There is a backlog of 239,000 uncleared cases – down from around 333,000 in June 2006 – and 36,000 new cases have become stuck in the system because of IT problems, the MPs found.
An operational improvement plan aimed at tackling the backlog and stabilising the new IT system by fixing the 500 defects could cost up to £320m, but given the scale of the CSA’s problems, there will be “no quick solution”, the MPs warned.
The committee acknowledged that the IT systems to deliver the child support reforms carried a high level of risk because of their size, complexity and the development.
But its report notes that having outsourced most of its IT capability to EDS, the Department of Work and Pensions “did not maintain the capability to be an intelligent customer”.
It adds: “A number of poor operational decisions went unchecked or unchallenged, not least going live with an IT system that had 14 critical defects.”
In 2005, the DWP reorganised its contracts with EDS, cutting the cost of the CS2 contract to £381m, including a £53m penalty for failing to meet the contract terms and for poor delivery.

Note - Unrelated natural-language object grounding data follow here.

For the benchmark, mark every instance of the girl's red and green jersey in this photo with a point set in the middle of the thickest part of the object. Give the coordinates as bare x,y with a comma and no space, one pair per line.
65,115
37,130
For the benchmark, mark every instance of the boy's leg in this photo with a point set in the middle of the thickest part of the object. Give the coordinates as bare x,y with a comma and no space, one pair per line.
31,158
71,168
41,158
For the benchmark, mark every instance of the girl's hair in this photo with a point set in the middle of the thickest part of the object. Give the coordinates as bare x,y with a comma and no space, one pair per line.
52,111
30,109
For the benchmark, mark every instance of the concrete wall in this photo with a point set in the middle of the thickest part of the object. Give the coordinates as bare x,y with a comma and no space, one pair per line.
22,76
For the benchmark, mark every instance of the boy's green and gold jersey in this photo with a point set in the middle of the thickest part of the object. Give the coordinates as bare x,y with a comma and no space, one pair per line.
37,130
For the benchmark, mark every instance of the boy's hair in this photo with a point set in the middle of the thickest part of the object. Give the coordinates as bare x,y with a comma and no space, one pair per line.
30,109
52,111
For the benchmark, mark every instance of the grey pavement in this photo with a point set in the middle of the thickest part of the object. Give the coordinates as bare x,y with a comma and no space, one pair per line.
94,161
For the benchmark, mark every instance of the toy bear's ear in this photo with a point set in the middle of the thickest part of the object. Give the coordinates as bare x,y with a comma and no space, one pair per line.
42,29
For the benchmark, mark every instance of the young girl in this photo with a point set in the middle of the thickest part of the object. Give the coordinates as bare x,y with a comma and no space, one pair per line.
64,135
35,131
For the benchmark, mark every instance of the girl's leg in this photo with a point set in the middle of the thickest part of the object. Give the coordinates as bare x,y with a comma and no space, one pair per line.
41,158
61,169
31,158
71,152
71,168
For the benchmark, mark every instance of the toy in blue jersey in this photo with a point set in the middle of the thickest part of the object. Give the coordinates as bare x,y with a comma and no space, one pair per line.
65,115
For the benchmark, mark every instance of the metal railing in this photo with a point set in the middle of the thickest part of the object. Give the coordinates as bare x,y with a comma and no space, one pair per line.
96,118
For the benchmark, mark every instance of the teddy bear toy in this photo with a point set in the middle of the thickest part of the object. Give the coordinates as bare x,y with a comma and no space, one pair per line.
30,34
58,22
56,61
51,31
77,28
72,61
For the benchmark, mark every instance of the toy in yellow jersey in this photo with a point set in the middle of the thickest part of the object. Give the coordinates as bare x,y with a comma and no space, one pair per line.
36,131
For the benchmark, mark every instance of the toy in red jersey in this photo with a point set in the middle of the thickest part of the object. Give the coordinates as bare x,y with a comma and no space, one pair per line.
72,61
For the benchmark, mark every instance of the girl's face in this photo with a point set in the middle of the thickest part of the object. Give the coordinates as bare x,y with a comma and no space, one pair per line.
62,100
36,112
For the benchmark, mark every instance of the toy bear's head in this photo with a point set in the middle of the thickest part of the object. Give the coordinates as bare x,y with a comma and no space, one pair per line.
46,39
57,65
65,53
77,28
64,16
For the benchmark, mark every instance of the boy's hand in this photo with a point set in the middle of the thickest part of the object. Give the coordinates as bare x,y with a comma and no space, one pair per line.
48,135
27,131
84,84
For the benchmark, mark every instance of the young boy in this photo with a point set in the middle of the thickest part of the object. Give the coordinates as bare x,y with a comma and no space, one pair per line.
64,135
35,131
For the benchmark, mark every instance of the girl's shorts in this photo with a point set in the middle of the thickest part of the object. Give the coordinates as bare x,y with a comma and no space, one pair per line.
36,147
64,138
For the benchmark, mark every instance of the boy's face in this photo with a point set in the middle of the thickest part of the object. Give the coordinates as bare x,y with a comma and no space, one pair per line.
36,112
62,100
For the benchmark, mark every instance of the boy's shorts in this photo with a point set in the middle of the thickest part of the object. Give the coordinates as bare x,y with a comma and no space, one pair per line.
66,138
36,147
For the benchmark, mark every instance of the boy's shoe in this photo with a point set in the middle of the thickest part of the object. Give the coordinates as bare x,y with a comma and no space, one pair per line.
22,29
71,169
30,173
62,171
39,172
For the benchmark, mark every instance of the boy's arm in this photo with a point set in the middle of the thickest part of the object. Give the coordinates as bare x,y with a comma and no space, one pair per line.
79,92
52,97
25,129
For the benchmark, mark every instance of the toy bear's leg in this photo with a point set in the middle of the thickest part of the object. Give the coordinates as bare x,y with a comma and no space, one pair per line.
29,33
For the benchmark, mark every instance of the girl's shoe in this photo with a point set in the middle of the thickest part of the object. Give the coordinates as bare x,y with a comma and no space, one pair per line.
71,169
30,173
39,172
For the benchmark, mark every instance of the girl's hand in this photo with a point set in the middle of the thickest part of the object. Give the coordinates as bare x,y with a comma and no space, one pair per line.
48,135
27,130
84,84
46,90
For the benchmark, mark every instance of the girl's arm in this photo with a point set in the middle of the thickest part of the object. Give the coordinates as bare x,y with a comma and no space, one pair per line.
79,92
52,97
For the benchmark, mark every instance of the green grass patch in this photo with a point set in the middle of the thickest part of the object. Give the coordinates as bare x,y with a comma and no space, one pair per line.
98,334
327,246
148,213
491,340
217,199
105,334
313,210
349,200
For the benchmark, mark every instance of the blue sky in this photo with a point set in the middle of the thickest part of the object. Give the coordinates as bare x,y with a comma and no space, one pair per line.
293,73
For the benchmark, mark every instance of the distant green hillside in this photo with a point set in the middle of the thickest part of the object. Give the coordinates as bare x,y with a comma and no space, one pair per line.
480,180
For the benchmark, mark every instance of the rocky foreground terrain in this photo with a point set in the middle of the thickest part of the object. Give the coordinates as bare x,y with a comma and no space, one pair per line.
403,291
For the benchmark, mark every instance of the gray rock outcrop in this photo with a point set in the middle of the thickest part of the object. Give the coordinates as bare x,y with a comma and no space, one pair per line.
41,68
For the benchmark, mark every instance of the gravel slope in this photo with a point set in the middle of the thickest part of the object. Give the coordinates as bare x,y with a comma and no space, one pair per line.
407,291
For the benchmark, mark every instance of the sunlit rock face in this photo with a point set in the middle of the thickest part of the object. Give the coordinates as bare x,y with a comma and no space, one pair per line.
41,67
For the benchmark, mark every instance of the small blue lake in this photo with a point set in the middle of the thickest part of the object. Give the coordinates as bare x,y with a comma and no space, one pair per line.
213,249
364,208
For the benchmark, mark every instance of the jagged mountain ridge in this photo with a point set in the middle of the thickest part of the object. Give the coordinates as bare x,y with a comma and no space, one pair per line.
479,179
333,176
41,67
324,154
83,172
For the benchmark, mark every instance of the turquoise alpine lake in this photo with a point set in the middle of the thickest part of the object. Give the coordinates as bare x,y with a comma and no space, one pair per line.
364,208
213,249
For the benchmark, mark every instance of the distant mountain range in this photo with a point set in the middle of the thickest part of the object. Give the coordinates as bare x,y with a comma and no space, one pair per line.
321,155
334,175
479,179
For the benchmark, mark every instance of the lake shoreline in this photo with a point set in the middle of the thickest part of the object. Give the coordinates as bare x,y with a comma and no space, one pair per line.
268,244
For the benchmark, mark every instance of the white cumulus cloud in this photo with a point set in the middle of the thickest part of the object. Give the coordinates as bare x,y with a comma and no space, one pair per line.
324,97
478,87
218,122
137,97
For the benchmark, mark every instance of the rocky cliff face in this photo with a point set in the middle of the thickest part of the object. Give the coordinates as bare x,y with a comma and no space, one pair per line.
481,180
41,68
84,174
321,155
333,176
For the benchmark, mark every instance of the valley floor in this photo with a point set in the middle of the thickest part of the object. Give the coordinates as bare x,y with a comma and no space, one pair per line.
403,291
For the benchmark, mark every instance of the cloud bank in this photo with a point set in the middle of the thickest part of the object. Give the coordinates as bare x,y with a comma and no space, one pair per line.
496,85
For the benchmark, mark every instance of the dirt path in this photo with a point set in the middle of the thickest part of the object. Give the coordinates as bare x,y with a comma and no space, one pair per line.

But the report says: “Despite the problems experienced with the delivery of the IT system from EDS, the department did not repudiate its contract in 2004 when it had the chance to do so.”
The DWP believed it was right to continue to develop the system with EDS, “despite now not expecting the system to be running as intended for a further two years”, it adds.
The department must “strengthen its independent in-house IT capacity to challenge the validity of assurances” from suppliers, the MPs urged.
“Contractors who assume responsibility for sensitive public services should not lose sight of their wider obligation to the community in the single-minded pursuit of their commercial interests,” the report adds.
The MPs also found that £91m had been spent on external advice on the design and implementation of the child support reforms between 2001–05, “which the departmental financial management system could not break down by supplier” – a finding that adds to the committee’s concerns, expressed last month, that the government is wasting £500m a year on consultants.
After the demise of the CSA was announced last year, the government pledged that the new Child Maintenance and Enforcement Commission (C-MEC), to be established as a non-departmental public body, would offer a “fresh start”.
But in March, the Commons work and pensions committee warned there was “no evidence” that C-MEC and its IT system would avoid a repeat of the CSA fiasco.
Work and pensions minister James Plaskitt had already admitted that C-MEC would inherit the CSA’s crisis-ridden IT systems. In response to a parliamentary question, Plaskitt confirmed: “The existing IT and contracts will be used by C-MEC once it takes on existing CSA operations.”